Afterwards, while in Richmond and passing the residence of President Davis, the President and his private secretary, Col. William Preston Johnston, saw the officer, and the latter mentioned that it was Captain Desha, of Kentucky, when the President said : "Call him back ; T want to see him." He was introduced to President Davis, who said: "Captain, I wanted to see the only man ever struck in the head with a cannon ball and not killed." The President asked him about the effects of it, and he replied: "I believe about the only bad effects I sustained by it was the loss of a fine pistol dropped from my belt when the boys were carrying me off the field." Mr. Davis excused himself for a few minutes, and returned with a new pistol in his hand, and said: "Captain, allow me to make you a present of this pistol in the place of the one you lost."
Another account of his wound by a cannon ball and the pistol, furnished by his widow, is that he became semiconscious, and asked the men what they were doing. They replied : "One of the men is wounded. Captain." "O yes, that was Curd." After a pause of a few moments, they moved on again. He became conscious of their motion, and asked them what they were doing. Then they said : "Captain, you are wounded." He turned off the stretcher, and asked, "Where?" feeling his arms and legs. One of them said sadly: "It is your head." He then put his hand up and felt it. and said: "Yes, there's blood." He tied a handkerchief around it and went back into action.
Here is another story about Captain Desha, from the official records.
Statement of Colonel Boone, Twenty-eighth Kentucky Volunteers.

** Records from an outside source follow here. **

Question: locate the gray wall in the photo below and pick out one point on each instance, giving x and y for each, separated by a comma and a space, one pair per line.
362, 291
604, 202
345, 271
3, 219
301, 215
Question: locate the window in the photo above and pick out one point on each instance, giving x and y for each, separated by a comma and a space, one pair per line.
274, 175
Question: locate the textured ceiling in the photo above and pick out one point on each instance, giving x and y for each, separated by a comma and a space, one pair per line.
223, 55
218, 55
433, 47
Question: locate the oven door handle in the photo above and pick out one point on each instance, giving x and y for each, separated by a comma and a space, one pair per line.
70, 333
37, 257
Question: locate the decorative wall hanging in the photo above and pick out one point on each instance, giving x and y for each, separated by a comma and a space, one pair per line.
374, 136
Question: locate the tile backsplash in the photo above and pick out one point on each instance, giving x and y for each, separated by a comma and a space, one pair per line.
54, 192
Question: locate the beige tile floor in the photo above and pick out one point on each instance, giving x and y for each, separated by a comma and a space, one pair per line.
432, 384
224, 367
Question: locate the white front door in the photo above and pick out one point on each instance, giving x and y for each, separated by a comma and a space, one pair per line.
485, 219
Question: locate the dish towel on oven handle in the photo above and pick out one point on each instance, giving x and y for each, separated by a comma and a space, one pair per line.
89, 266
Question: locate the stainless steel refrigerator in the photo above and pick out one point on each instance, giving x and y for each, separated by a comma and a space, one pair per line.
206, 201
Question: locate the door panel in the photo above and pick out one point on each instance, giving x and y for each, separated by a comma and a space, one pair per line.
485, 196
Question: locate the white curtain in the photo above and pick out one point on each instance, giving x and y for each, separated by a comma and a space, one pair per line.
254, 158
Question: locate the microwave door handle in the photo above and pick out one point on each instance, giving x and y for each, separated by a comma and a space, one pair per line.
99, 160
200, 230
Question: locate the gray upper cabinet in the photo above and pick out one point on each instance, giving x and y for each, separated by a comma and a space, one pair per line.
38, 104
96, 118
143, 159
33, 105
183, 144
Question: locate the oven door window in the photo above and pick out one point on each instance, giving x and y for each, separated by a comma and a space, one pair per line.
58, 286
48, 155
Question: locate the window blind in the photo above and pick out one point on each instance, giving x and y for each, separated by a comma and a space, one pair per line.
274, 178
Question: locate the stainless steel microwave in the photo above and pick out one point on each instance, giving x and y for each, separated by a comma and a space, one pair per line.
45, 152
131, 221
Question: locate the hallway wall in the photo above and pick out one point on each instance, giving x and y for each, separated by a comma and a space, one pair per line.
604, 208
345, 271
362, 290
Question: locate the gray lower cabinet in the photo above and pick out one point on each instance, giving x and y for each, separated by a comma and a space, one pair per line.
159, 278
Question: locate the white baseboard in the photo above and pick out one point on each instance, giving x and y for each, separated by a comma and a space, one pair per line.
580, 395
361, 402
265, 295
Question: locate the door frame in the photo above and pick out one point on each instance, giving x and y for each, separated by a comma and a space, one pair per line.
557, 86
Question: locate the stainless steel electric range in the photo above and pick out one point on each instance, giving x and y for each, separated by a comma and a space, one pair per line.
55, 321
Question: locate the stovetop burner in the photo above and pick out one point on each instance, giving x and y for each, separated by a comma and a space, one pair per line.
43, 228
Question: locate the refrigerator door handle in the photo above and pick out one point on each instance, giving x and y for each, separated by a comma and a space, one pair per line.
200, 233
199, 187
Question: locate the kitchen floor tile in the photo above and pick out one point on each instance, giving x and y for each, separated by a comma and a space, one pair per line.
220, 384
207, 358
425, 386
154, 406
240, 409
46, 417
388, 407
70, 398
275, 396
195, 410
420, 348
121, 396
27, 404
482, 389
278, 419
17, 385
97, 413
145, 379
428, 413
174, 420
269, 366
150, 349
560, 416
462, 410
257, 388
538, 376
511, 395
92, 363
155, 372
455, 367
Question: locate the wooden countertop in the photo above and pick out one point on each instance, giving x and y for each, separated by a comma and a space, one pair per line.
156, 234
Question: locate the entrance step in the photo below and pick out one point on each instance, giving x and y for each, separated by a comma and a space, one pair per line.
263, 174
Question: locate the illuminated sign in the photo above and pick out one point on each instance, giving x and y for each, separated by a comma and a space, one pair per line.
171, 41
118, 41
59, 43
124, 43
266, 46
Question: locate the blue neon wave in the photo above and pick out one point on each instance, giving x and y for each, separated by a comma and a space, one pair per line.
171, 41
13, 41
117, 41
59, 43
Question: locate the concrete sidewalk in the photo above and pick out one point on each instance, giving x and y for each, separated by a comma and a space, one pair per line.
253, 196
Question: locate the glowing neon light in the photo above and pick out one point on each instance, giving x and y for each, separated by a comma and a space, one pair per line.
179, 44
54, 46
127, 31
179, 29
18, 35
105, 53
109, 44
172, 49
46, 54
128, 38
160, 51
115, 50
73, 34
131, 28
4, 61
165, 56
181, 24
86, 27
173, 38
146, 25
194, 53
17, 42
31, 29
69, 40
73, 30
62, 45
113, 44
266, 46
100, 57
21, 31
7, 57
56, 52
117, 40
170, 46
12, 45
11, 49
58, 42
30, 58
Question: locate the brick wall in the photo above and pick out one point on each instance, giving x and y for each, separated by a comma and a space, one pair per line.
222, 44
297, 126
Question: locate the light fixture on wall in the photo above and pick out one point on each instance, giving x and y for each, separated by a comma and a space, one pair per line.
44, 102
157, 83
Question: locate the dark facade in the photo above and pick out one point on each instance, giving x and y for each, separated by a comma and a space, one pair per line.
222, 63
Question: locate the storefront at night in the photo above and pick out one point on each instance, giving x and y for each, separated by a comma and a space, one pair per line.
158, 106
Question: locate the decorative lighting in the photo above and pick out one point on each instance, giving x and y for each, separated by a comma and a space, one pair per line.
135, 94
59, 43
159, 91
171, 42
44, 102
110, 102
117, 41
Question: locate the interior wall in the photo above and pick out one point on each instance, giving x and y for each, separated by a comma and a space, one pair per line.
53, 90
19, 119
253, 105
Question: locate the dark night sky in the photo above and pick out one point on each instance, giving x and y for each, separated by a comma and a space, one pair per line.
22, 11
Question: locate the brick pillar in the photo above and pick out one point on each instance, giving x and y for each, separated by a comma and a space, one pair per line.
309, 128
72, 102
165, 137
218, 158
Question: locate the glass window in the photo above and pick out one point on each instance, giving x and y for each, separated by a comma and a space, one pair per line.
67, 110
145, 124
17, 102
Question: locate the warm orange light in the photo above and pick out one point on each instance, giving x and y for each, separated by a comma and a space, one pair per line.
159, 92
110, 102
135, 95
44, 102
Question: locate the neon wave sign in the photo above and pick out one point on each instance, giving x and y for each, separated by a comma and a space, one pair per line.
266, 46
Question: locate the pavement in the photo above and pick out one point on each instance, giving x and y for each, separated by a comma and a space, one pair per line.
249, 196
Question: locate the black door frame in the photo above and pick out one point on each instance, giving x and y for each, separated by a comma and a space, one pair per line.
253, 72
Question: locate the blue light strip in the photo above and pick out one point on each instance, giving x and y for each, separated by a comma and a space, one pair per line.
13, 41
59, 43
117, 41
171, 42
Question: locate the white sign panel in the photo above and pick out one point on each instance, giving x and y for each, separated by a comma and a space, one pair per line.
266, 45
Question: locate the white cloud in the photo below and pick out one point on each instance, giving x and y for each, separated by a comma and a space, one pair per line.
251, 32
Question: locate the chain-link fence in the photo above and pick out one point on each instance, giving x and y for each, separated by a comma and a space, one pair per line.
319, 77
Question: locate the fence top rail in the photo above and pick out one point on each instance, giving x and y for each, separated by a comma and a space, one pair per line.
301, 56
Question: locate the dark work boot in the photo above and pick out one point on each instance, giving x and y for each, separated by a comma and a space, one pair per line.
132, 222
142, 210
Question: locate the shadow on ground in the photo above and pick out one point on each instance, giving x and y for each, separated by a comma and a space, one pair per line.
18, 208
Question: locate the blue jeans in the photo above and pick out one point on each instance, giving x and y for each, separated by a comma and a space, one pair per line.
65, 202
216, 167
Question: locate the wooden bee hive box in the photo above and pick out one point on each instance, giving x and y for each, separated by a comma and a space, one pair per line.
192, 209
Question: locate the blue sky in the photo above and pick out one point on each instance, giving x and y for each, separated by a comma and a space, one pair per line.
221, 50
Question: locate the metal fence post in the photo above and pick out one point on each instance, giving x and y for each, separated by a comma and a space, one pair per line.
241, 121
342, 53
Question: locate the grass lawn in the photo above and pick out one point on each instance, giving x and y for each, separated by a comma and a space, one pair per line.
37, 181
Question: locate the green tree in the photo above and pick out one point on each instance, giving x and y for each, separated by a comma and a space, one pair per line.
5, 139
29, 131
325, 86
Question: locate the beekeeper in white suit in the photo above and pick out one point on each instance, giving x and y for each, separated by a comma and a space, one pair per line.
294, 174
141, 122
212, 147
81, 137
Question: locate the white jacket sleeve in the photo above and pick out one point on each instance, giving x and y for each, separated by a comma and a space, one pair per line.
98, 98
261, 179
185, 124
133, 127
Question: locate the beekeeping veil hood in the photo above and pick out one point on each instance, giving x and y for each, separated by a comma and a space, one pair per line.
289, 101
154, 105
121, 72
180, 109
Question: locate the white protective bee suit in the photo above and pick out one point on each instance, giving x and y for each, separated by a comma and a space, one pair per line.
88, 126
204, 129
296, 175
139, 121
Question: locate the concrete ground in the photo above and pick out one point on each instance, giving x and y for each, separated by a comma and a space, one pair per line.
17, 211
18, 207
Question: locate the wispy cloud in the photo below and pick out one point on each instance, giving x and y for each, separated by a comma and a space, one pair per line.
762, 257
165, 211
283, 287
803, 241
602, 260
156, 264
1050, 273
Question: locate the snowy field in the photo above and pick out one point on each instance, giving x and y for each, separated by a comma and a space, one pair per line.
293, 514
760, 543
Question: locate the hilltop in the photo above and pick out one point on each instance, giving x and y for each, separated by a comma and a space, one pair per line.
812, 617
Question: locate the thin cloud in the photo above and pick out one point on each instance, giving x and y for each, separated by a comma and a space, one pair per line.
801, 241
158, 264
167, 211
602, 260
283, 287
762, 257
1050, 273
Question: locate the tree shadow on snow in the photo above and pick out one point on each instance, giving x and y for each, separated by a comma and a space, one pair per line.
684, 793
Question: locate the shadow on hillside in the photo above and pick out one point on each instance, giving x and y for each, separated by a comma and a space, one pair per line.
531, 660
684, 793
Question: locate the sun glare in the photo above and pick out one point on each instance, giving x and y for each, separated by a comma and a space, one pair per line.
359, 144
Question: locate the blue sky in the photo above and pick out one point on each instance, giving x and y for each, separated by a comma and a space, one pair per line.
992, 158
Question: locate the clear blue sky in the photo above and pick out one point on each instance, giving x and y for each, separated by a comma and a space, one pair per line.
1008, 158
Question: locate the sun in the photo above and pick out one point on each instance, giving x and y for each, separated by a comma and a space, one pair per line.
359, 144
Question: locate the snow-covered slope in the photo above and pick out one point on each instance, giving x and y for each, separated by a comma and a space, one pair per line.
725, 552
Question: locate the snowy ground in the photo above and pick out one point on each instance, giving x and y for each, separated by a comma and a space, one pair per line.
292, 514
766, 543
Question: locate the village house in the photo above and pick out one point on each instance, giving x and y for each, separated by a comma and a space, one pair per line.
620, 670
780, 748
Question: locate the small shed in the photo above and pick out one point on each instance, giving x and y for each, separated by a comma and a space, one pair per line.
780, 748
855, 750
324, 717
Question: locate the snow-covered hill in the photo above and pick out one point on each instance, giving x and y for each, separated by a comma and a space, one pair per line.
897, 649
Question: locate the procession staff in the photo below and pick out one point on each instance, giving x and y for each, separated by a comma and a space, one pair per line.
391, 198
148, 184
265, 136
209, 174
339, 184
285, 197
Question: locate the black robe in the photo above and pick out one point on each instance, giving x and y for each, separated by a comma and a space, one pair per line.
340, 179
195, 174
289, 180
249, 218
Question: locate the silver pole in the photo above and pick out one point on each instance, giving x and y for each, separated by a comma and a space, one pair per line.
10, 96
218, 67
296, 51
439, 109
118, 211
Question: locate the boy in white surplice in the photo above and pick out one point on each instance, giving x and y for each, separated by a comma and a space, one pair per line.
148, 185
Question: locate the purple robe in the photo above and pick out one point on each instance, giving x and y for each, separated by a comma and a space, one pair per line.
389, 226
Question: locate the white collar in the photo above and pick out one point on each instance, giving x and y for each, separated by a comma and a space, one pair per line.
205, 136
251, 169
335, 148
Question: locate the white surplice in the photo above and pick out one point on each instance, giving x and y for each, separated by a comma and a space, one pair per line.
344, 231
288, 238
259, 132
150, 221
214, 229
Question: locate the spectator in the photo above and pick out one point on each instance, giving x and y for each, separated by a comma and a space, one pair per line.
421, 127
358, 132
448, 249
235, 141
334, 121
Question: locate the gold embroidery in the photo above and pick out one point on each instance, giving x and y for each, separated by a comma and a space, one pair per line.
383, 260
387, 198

I occupied the time, after sending out the two companies above mentioned, in visiting the infantry pickets, to see that all were on the alert until 2 o'clock at night, and found them all at their posts doing their duty, and I cautioned them to extra vigilance. I then went to my hotel, where my wife was dangerously ill, and spent about an hour and a half there. I then adjusted my pistol, and just as I was starting out to make my final tour of the pickets I heard a knock at my door and supposed it was some of my pickets, as I had told those nearest where to find me if anything occurred. On opening the door some 20 men were seen, about a dozen of them presenting their revolvers at me and demanded my immediate surrender. Their pistols were cocked and the men much excited, apparently being afraid of shots from my pickets. I endeavored to gain time in parley, hoping my pickets would take the alarm and come up. On my asking by what authority their demand was made one of them stated that he was Captain Desha, of Brigadier General John Morgan's cavalry; that I was completely in their power, as my camp was surrounded by 1,200 cavalry, and demanded the surrender of myself and camp. I told them that I didn't believe it, and that I would never surrender my camp. They then demanded the immediate surrender of my person. I told them I would surrender my person if they would state the terms and I liked them. They replied, "As a prisoner of war, with the privilege of an immediate parole." I replied, "On these terms I will surrender." They then took my pistol and hurried me away in the direction of the court-house, where they said 2 of my pickets were found asleep. Morgan's whole force then filled the town and were eager to go to the camp. Morgan's adjutant-general came to me as soon as the greater portion had passed toward the camp (the men were going as fast as they could) and called on me to surrender my camp. I replied I had no command, as I had surrendered personally to Captain Desha. They threatened to shoot me if I did not surrender the command. I told them I could not and would not; that no one could do it but Captain Hughes, the senior officer at the camp. Captain Desha commanded them to desist; that I had surrendered as a prisoner of war to him, and that I should not be shot.